Pembelaan

Suatu senja di warung kopi.

Sofa besar ini terasa begitu kecil, di dalamnya aku yang sesak oleh kalimat tanyamu.
Kamu terus mencecarkan pertanyaan yang lebih seperti tombak para pejuang.
Pembicaraan tentang masa yang telah lewat selalu menimbulkan ketakutan tersendiri-- karena dia yang lain membuatmu cemburu.
Aku tidak bermaksud mengoyak hatimu. Tidak pernah terpikirkan.
Kamu masih mengolah kisah, menyusun puzzle yang selama ini kau simpan.
Aku tidak pernah mengetahui bagian mana yang kamu dengar.
Karena apa yang kamu dengar telah mengalami distorsi dari berbagai arah.

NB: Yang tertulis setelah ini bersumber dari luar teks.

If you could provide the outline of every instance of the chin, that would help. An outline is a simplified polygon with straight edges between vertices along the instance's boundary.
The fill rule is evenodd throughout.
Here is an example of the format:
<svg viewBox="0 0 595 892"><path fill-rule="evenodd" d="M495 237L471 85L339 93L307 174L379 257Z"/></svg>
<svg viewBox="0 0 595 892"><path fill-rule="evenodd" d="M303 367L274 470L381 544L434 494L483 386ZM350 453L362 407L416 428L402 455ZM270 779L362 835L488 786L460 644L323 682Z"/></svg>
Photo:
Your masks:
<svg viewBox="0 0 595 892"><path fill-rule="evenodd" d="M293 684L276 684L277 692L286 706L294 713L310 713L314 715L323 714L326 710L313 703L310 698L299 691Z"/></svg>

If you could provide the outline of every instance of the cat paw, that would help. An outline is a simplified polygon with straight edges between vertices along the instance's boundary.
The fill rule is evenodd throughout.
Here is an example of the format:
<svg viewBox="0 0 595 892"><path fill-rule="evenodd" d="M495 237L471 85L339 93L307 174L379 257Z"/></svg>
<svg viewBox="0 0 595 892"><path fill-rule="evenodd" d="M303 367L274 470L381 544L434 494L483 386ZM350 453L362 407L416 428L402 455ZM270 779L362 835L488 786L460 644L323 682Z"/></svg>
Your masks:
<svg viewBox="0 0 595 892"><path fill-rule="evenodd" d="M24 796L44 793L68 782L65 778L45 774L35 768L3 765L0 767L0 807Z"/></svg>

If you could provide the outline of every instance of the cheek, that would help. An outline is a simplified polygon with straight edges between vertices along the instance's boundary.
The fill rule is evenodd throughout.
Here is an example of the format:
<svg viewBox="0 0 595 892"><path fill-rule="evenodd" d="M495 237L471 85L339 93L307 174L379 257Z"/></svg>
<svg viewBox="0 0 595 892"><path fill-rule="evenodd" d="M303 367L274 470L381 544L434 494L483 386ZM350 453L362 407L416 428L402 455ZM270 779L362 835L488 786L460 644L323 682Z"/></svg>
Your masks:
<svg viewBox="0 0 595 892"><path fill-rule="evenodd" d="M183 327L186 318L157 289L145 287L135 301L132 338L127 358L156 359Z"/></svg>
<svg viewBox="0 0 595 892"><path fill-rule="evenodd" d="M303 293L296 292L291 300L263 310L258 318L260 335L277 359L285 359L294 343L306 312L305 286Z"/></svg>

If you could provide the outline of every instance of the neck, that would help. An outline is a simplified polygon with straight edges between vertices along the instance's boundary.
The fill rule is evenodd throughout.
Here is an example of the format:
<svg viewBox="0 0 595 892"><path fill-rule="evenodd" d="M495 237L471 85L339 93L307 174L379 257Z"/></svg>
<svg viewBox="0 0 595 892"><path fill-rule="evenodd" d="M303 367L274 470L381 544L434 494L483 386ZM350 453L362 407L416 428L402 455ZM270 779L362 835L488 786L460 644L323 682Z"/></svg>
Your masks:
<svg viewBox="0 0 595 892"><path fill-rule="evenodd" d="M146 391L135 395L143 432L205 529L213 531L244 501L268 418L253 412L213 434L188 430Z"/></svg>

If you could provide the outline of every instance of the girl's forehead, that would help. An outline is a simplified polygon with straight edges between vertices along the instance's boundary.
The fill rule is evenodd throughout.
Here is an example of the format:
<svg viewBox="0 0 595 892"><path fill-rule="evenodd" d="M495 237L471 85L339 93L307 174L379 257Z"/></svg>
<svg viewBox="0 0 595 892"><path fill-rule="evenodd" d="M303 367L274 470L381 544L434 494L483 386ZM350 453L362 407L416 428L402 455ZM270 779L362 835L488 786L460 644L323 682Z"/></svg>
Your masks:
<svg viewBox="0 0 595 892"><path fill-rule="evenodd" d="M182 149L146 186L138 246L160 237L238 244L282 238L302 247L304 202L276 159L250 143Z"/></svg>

Aku mendengarkan setiap kalimat hingga tanda tanya terakhir kau bubuhkan.
Sembari menyusun kata untuk melegakan kehausan fakta pada dirimu.
Bukan lagi membaca, aku mengeja.
Ini kisah tentang kita yang terjamah orang ketiga.
Orang ini datang ketika kamu pergi, bukan salahku, bukan?
Seharusnya kamu bisa menjawab ini dalam hatimu.
Aku tidak menyalahkanmu karena dari kacamataku kamu adalah maha benar.

Kamu remuk. Aku tau.

Matamu memandang kosong entah kedepan entah kebelakang.
Bibirmu bergetar mendebatku.
Kamu tidak suka hatiku mendua. Aku tidak menduakanmu sanggahku.
Bagiku kamu satu-satunya dan tidak bisa terganti kataku.
Kamu diam.
Di dalam sana aku tau, otakmu sedang mencari pencerahan.
Aku menunggumu menggugat, mengajukan mosi tidak percaya.

Hening. Kamu bersihkan jejak pada meja yang akan kita tinggalkan.

Sore ini belum berakhir, kataku di dalam hati.